The submission comes after a week of protests across the UK against sanctions, inspired by the Ken Loach movie I, Daniel Blake. A lobby of the Scottish Parliament took place on Thursday (pictured below).
“There’s two ways the Scottish Government could pursue the urgent necessity to end the utterly inhumane sanctions regime in Scotland,” Common Weal head of policy Ben Wray said.
“The first is to use the sloppy and ambiguous language devised by UK civil servants when drawing up the Scotland Bill 2016 against them. In it, they say the Scottish Government can only intervene in the delivery of reserved benefits in “exceptional circumstances”. But they don’t define what these are. In social security law and practice, exceptional can be defined broadly, and therefore the Scottish Government could reasonably introduce a wide range of circumstances where sanctions should not apply, rendering it null and void in practise.
“The second option is even more direct: there is a very clear case to say that benefit sanctions are illegal as they contravene the centuries-old legal principle that one should receive a fair hearing before a verdict is made. This does not happen with sanctions, with those punished only hearing about the decision after it is made. The Scottish Government could therefore rule all sanctions to be exceptional as they contravene the rule of law.”
The submission draws on a previous report for Common Weal in February from social policy expert professor Paul Spicker.
“There’s two ways the Scottish Government could pursue the urgent necessity to end the utterly inhumane sanctions regime in Scotland.” Ben Wray
As well as the proposals to end benefit sanctions, the submission argues that if Child Benefit was topped up by 50% and the benefit was made tax deductible, it would provide support for the poorest families who are being hit hardest by austerity and act as a major measure to tackle child poverty, with low-income families with one child £500 per year better off.

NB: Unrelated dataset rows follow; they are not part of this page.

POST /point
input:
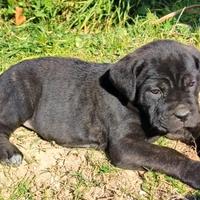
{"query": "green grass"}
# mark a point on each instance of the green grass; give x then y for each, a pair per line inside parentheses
(46, 38)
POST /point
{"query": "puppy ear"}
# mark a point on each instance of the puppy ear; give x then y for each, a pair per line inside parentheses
(120, 80)
(196, 56)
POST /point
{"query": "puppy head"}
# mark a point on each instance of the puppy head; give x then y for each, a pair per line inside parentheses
(162, 79)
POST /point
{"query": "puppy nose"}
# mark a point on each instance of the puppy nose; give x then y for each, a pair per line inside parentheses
(181, 111)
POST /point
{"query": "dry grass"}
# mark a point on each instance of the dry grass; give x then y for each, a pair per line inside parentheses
(53, 172)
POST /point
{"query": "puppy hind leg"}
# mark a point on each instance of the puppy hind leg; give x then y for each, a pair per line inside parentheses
(17, 104)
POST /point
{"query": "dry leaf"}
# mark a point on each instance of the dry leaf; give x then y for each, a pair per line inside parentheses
(19, 17)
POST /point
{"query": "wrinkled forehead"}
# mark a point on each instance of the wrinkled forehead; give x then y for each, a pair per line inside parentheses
(171, 69)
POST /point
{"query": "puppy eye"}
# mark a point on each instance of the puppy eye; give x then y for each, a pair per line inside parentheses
(155, 91)
(191, 83)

“A perfect storm is making the need to look at such a policy increasingly urgent,” the submission states. “The combination of a UK Government freeze on welfare benefits until 2020 and an expected rise in inflation (expected to be over 3 per cent by early 2017) from the rising cost of imports, particularly on basic necessities like food and clothing.”
The submission also proposes a Citizens Pension to replace Pension Credit to tackle pensioner poverty by enhancing coverage and reducing bureaucratic intrusion.
“Protests and lobbies against benefit sanctions have rightly ramped up recently after the I, Daniel Blake film and this will continue to grow until this issue is tackled head on.” Max Wiszniewski
Robin McAlpine, Common Weal director, stated: “The Scottish Government’s social security options are limited, and money is tight, but we are keen to make the point that if there was the will, there is options there that could make a massive impact on tackling child poverty and pensioner poverty. We’ve also outlined routes to ending the obscene benefit sanctions and those should be pursued.”
Max Wiszniewski, campaigns officer for Common Weal, said there was a new mood to stop sanctions.
“Protests and lobbies against benefit sanctions have rightly ramped up recently after the I, Daniel Blake film and this will continue to grow until this issue is tackled head on,” Wiszniewski said. “Common Weal has advocated a means by which the Scottish Government could do this and we’ll be promoting that to campaign groups and politicians.”
The Scottish Government’s Social Security Consultation closes on Sunday 30 October.